Caroline Oppenheimer, PhD
Dr. Oppenheimer has training and expertise in the role of interpersonal risk in the development of mood disorders and suicide risk in adolescents. Her recent focus is on the role of aberrant neural processing of social threat, particularly social rejection, in the development of self-injurious thoughts and behaviors (SITBs) in youth. Her current NIMH-funded K01 Career Development award incorporates fMRI measures of social rejection processing with assessments of real-world peer rejection experiences to predict development of suicidal ideation and behavior among adolescents.
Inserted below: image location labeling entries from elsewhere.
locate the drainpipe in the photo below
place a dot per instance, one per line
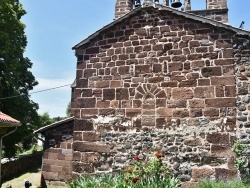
(36, 135)
(1, 142)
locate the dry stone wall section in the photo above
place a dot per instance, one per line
(156, 81)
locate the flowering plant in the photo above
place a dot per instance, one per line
(147, 173)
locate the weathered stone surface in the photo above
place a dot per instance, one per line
(193, 142)
(91, 147)
(86, 102)
(83, 125)
(221, 151)
(204, 92)
(220, 102)
(225, 174)
(182, 93)
(218, 138)
(202, 173)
She recently received an American Foundation for Suicide Prevention (AFSP) Young Investigator Award in collaboration with experts in pain processing in the anesthesiology department. The main goal of this study is to examine the extent to which altered neural function in networks common to both social rejection processing and pain may be associated with non-suicidal self-injurious (NSSI) behavior, one of the strongest predictors of suicidal behavior. She is also currently a lead on a University of Pittsburgh funded pilot study to assess for adolescent neural response to peer rejection via social media.
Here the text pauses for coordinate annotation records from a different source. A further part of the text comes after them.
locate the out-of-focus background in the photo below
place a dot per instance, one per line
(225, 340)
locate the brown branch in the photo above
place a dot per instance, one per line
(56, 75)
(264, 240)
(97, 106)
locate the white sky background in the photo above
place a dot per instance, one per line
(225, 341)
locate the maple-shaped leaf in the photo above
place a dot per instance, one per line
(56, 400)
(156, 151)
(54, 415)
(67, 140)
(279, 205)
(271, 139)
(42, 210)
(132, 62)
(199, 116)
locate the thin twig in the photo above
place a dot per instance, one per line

Mary Phillips, MD, MD (Cantab)
Dr. Phillips ’ research focuses on using multimodal neuroimaging techniques to elucidate functional and structural abnormalities in emotion processing, reward processing and emotional regulation circuitries that are associated with symptom dimensions of mood and anxiety disorders. She has mentored over 60 junior investigators, including being mentor to 12 K awardees, has extensive national and international collaborations, and has authored or co-authored more than 300 publications.
Greg Siegle, PhD
Dr. Siegle studies the mechanisms of response to psychotherapies, medications, and neurobehavioral interventions for depression. He has mentored a number of post-doctoral fellows, including those who went on to receive K-awards, graduate students, and undergraduates.
Stephanie Stepp, PhD
Dr. Stepp has research interests in risk factors for the development of borderline personality disorder in children and adolescents. She is also interested in statistical methods to model longitudinal data and improve assessment instruments. She has served as mentor for multiple successful post-doctoral fellows (e.g. Lori Scott, PhD) and graduate students
Brian Thoma, PhD
Dr. Thoma’s program of research examines the mental and behavioral health of lesbian, gay, bisexual, and transgender (LGBT) individuals. He is a licensed psychologist, and his work focuses on risk for suicidal behavior and prevention of HIV-related sexual risk behaviors among LGBT adolescents. He is currently the Principal Investigator of a National Institute of Mental Health grant to study biological mechanisms of suicidal behavior among sexual minority adolescents, and his recent work has examined mental health disparities between transgender and cisgender youth.
Kymberly Young, PhD
Dr. Young’s research focuses on understanding onset and recovery from emotional disorders, and on developing new neuroscience-derived behavioral treatments, including real-time fMRI neurofeedback. Using behavioral, physiological (EEG, galvanic skin response, heart rate, respiration), and functional imaging methods, she seeks to understand the physiological mechanisms of emotional information and autobiographical memory processing with the ultimate goal of developing techniques that allow individuals to modify these mechanisms directly. She is involved in mentoring post-doctoral fellows, K01 awardees, graduate, and undergraduate students.